9.3 Sample Efficient Reinforcement Learning with Partial Dynamics Knowledge
- Authors: Meshal Alharbi, Mardavij Roozbehani, Munther Dahleh
- Reason: Accepted at a prestigious conference (AAAI) and advances the foundational issue of sample efficiency in RL by incorporating dynamics knowledge, which is a critical aspect of RL research.
9.2 Leading the Pack: N-player Opponent Shaping
- Authors: Alexandra Souly, Timon Willi, Akbir Khan, Robert Kirk, Chris Lu, Edward Grefenstette, Tim Rocktäschel
- Reason: Extends Opponent Shaping (OS) to N-player games and comes from authors affiliated with reputable institutions, indicating potential high-quality insights into multi-agent interactions.
9.0 Model-Based Control with Sparse Neural Dynamics
- Authors: Ziang Liu, Genggeng Zhou, Jeff He, Tobia Marcucci, Li Fei-Fei, Jiajun Wu, Yunzhu Li
- Reason: Accepted at NeurIPS (a top conference), introduces a novel framework integrating model learning and predictive control, and includes authors with high authority in the field of AI and machine learning.

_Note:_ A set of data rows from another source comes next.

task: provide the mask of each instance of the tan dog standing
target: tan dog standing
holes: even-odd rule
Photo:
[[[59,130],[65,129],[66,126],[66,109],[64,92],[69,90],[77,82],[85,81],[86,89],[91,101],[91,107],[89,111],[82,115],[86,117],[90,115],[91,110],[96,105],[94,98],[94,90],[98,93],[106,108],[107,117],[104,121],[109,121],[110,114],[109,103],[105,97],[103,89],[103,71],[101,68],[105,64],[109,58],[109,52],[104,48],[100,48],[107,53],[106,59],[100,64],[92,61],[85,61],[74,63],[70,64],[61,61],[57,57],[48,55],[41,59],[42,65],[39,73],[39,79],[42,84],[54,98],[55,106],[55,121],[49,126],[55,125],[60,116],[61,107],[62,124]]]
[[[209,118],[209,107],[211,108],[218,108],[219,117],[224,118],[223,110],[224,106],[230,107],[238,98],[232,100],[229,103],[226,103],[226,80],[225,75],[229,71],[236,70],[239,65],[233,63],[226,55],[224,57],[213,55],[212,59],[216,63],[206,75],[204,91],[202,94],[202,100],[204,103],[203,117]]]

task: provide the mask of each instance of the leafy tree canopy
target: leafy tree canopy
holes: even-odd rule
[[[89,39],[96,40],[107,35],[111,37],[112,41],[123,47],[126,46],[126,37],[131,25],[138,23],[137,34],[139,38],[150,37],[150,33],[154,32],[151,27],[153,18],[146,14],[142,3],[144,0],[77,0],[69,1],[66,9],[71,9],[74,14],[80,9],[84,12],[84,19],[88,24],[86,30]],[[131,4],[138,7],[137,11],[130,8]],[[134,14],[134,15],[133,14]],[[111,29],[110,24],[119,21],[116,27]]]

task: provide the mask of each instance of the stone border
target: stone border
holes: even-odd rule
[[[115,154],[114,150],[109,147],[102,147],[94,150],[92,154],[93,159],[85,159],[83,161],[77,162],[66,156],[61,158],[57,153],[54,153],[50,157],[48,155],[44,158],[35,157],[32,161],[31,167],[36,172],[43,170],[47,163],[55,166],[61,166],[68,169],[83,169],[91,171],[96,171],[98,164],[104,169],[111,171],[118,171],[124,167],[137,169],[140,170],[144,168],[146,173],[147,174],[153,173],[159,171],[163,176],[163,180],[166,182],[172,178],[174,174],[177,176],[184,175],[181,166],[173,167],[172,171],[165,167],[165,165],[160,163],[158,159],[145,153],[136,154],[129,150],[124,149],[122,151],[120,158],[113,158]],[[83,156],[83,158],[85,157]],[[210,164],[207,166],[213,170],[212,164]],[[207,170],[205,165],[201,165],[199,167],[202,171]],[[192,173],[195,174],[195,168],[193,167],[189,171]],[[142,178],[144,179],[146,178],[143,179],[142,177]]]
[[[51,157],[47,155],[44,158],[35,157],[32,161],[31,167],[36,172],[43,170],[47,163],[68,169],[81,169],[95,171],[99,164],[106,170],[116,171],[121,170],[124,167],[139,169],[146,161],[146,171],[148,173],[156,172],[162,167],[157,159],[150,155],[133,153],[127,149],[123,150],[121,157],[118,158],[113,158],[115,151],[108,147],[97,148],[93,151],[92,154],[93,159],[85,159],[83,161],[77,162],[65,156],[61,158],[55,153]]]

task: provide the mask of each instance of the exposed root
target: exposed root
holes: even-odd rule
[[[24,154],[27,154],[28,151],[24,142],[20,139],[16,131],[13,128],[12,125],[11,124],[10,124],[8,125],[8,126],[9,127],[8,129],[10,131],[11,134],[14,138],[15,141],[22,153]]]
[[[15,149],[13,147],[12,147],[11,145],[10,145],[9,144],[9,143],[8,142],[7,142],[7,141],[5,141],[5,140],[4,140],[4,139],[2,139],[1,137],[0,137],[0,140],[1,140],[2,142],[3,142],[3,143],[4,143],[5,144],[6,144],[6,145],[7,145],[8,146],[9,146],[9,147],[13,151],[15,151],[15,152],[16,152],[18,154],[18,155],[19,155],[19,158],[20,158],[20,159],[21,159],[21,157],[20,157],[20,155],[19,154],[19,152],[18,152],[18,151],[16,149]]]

8.9 BadRL: Sparse Targeted Backdoor Attack Against Reinforcement Learning
- Authors: Jing Cui, Yufei Han, Yuzhe Ma, Jianbin Jiao, Junge Zhang
- Reason: Extended version accepted by AAAI, addresses the important issue of security in RL, an increasingly relevant topic given the rising application of RL in critical domains.
8.7 Robustly Improving Bandit Algorithms with Confounded and Selection Biased Offline Data: A Causal Approach
- Authors: Wen Huang, Xintao Wu
- Reason: Provides a novel causal perspective on bandit problems utilizing offline data, a significant and practical problem in RL, especially for real-world applications that rely on historical data for decision making.